I’ve been going to the same guy (yes, I still go to a male gynecologist, but it’s okay, he’s Czechoslovakian) for almost a decade. While I was lying there with my feet in the stirrups, opening my birthday chocolate, I thought about how the whole process is different now that I’m over 50.

            It starts out in the waiting area where all the baby magazines scattered on the tables no longer scare me. Now that I’m menopausal, I don’t have to scan through the baby names just in case. Which is good because I’m pretty sure a girl named Pinot Gris would probably be teased mercilessly. And when I see all the pregnant women traipsing in and out of the doors, I don’t get jealous. I smile quietly, thankful that at least my mood swings won’t last eighteen years.

            Then when I get in the doctor’s office, the best part of the whole visit happens – I no longer have to remember when my last period was and how long it lasted. This is a real load off, considering my brain is already overloaded with the lyrics to every song from the 60s and 70s. “Singing bye-bye ice cream and pie, walked four miles on the treadmill to keep you off my thighs…” Okay, maybe those aren’t the lyrics you remember, but they work for me.

            Not only don’t I have to remember the date of my last period, my gyno has it in the computer and can pull it up himself! August 12, 2007.

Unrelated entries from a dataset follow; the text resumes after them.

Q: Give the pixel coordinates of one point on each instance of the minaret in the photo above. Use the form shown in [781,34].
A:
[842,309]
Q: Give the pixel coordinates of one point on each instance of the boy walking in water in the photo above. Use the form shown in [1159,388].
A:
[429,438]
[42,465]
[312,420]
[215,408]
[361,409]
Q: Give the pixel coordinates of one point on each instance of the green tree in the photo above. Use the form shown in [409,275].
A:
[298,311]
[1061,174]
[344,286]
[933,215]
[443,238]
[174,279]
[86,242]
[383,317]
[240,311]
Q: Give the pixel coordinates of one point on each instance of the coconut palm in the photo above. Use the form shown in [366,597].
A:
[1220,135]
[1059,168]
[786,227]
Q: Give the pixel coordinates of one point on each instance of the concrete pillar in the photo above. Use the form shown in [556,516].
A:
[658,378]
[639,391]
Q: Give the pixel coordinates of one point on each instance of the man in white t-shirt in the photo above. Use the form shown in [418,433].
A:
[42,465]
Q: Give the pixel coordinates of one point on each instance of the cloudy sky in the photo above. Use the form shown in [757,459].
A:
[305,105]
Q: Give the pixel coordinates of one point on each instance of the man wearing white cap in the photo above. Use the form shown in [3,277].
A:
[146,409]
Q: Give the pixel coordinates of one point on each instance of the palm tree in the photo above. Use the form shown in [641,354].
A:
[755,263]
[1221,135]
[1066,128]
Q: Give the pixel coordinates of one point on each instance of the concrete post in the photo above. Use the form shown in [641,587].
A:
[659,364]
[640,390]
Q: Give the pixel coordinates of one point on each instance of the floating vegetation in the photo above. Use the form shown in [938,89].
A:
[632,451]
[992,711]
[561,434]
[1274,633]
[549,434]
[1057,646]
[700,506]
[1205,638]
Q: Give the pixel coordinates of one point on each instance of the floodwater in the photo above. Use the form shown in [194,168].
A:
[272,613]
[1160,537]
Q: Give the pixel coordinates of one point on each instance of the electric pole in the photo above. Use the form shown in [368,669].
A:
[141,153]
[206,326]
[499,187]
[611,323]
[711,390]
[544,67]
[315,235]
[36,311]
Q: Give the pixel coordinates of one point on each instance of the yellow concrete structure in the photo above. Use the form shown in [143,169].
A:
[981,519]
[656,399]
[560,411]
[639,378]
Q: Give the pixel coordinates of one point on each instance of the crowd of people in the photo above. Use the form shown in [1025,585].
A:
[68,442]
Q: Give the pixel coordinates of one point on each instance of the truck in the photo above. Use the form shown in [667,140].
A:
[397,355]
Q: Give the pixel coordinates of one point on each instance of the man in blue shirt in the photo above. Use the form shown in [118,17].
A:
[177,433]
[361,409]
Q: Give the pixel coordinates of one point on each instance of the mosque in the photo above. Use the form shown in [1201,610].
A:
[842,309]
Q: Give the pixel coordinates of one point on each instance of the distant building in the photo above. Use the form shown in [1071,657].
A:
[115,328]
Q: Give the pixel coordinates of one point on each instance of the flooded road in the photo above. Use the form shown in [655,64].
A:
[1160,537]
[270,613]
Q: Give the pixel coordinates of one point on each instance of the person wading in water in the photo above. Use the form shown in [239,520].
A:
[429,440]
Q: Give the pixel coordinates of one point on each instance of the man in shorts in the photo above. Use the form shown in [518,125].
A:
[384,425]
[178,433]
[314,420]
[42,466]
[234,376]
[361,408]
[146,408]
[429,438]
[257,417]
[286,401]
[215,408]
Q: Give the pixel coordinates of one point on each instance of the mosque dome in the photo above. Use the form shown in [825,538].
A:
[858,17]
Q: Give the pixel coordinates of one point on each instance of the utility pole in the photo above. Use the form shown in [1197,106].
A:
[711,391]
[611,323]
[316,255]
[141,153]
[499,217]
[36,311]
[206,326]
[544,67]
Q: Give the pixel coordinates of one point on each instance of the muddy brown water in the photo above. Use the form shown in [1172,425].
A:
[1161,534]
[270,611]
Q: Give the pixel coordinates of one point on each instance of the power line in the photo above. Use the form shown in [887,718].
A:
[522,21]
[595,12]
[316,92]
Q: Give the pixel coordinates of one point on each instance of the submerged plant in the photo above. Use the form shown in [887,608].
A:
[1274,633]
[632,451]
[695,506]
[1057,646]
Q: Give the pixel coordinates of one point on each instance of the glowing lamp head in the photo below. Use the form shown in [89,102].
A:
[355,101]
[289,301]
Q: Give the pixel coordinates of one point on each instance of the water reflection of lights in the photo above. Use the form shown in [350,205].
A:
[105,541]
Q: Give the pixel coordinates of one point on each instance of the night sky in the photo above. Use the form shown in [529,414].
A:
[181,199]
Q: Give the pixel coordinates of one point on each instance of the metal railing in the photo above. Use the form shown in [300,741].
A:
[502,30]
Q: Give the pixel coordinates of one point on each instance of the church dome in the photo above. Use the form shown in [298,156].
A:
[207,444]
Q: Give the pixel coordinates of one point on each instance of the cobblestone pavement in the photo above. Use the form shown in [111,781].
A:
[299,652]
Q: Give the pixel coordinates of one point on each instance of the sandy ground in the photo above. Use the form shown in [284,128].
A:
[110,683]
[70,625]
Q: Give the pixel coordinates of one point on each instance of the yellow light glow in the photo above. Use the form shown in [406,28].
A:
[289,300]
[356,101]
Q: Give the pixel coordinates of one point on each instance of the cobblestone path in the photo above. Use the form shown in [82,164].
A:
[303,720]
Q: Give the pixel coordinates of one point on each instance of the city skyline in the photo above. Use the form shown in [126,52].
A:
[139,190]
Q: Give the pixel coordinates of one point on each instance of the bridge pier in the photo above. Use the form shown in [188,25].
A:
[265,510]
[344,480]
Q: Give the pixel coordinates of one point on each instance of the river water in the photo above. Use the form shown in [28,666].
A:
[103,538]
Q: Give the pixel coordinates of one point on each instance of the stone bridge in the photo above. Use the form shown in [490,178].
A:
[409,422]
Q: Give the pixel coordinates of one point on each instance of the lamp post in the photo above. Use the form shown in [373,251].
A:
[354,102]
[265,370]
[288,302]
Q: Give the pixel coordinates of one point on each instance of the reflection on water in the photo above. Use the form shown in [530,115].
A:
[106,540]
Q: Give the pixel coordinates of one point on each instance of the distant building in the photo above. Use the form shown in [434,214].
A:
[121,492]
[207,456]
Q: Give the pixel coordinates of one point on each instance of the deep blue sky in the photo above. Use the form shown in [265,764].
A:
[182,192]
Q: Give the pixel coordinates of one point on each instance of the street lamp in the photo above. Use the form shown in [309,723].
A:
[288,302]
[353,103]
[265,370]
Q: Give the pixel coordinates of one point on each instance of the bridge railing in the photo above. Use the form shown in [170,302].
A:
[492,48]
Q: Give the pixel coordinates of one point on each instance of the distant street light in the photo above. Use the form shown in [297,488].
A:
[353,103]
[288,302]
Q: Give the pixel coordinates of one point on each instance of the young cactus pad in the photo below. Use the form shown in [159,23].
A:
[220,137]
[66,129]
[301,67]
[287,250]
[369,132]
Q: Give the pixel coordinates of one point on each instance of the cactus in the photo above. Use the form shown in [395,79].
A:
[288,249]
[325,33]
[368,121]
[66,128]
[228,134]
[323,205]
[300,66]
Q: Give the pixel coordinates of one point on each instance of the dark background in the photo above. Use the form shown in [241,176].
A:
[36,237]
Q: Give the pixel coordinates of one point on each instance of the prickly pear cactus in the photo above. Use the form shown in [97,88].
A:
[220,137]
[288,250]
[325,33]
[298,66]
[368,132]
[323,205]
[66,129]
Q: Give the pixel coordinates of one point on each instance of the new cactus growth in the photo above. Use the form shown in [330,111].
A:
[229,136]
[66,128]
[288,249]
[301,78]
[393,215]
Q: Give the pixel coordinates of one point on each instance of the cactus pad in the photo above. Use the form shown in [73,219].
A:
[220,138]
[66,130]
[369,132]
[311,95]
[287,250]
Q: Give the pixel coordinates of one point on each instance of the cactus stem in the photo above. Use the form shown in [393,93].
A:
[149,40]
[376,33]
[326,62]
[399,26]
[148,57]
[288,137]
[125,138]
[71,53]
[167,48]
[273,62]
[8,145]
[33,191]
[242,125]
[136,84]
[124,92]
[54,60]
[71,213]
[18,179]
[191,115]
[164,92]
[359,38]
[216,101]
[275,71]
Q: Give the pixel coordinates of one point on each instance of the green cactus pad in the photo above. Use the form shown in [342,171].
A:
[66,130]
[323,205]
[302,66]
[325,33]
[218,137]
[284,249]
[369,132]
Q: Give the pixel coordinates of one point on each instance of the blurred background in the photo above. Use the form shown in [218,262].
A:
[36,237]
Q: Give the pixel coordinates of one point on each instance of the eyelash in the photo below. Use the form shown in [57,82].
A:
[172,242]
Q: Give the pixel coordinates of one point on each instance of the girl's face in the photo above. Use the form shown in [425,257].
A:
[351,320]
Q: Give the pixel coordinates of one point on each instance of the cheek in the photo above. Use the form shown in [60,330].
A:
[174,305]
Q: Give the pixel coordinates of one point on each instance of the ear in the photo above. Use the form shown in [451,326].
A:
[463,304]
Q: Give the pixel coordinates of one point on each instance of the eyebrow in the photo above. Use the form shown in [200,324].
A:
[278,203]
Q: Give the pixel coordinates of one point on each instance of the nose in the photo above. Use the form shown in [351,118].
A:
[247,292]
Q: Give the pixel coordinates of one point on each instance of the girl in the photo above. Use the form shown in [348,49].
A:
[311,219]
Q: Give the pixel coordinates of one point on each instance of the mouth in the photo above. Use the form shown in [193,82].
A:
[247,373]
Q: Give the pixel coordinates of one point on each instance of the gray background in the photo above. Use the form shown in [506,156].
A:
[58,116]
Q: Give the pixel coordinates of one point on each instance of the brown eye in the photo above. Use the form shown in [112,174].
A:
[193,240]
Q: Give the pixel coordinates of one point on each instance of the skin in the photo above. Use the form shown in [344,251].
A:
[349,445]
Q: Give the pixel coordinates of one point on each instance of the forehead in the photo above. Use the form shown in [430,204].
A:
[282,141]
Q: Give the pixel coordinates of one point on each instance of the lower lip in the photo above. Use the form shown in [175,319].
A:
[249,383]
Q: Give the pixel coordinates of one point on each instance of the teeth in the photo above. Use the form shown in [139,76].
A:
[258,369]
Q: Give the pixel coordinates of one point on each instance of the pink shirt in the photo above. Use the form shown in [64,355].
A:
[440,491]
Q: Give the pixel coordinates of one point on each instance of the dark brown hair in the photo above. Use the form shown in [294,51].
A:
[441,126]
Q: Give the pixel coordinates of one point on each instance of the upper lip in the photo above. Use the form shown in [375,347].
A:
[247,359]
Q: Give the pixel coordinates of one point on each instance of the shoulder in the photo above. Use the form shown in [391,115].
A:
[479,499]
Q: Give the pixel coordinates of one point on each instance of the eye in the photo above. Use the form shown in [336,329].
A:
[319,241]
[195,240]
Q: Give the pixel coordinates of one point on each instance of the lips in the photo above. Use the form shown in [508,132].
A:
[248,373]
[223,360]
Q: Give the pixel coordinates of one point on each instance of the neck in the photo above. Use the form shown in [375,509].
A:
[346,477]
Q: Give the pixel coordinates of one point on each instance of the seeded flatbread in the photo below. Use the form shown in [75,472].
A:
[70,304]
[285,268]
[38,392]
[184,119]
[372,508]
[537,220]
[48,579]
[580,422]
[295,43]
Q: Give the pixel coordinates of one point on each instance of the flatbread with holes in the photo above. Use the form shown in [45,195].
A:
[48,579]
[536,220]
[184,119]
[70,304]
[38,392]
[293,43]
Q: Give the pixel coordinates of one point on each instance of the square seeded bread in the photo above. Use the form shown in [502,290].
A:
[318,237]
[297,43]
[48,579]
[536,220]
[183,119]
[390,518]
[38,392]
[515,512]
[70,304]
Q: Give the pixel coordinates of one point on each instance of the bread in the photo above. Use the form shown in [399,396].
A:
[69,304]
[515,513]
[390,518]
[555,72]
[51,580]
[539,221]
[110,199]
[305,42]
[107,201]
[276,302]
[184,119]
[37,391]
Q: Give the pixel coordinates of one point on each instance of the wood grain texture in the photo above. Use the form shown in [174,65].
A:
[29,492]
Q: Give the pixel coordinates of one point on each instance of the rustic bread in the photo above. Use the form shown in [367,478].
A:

            My visits are a lot less stressful in many ways these days. For example, it doesn’t cross my mind anymore to flirt while I’m on the table. Because at this point in our relationship, he and I are like an old married  couple. I know exactly what he’s going to do before he does it, so the mystery is gone. And when he asks how often I’m having sex and I tell him three times in the last six months, rather than feeling like I’m letting down my gender by bringing their average down, doc gives me a big thumbs up. That’s a real ego boost, you betcha!

There are a few things that happen during my annual visit now that I’m over fifty that I’m not that happy about. He always reminds me that I should have had a colonoscopy in the past year. And I tell him, when they give them out for free at Jiffy Lube, I’ll be first in line. And we do talk a lot more about moisture than I’m really comfortable with. But all in all, gotta say like fine wine, my gyno visits have gotten better with age. Especially now that I drink a bottle of the stuff before hopping up on the table.